Partnerships with Academia and Industry. CCR is committed to forming partnerships that encourage technology development with industry, academia and the private sector. CCR scientists and clinicians have a history of successful research collaborations with colleagues nationally and internationally. The CCR is also active in the area of technology transfer and strives to ensure that scientific breakthroughs reach the public through formal agreements between the government and industry. During the last year there were over 140 active Collaborative Research and Development Agreements (CRADAs) between CCR investigators and outside institutions. These CRADA collaborations were with more than 85 different organizations.
In addition, CCR has further excelled through partnership by participating in many informal collaborations and formal collaborations by way of material transfer agreements, licensing agreements, and memorandums of understanding.
Unique Aspects of the Intramural Research Program. The juxtaposition of basic and clinical researchers in this large, diverse yet highly interactive Center provides exceptional translational research and training opportunities. With the resources available at the NIH Clinical Center, which houses over 50% of the NIH-funded general clinical research center beds in the U.S., CCR scientists have a unique environment to move new drugs and diagnostics quickly from the bench to the bedside. Medical care is provided without charge to patients enrolled on NCI protocols.
CCR is a center of excellence for vaccine development and cell-based cancer immunotherapies utilizing specialized expertise, techniques and facilities that exist within the Intramural Program. An example of the uniqueness of the Intramural Program is seen in the basic and clinical proteomics initiative—a collaboration between the NCI and the FDA built on Laser Capture Microdissection technology. Laser Capture Microdissection, developed in the CCR Laboratory of Pathology, involves identification and extraction of microscopic homogenous cellular subpopulations from surrounding tissue.

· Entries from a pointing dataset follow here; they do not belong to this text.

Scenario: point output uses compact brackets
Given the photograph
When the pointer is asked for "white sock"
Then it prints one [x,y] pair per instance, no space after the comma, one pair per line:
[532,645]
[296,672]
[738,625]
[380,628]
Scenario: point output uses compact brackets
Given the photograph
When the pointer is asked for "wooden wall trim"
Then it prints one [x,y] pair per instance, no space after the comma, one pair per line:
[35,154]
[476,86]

This technology is now being used to isolate tumor versus normal cellular subpopulations to identify potential molecular targets for cancer therapies. The long-range commitment needed to develop the technology to accurately identify specific targets for various cancers requires support that is unique to the Intramural Research Program. Another component of the proteomics initiative is the identification of novel markers for early cancer detection.
These types of long-term, high-risk projects can accelerate the pace of medical research with public health importance and have an immeasurable impact on improving the nation's health care.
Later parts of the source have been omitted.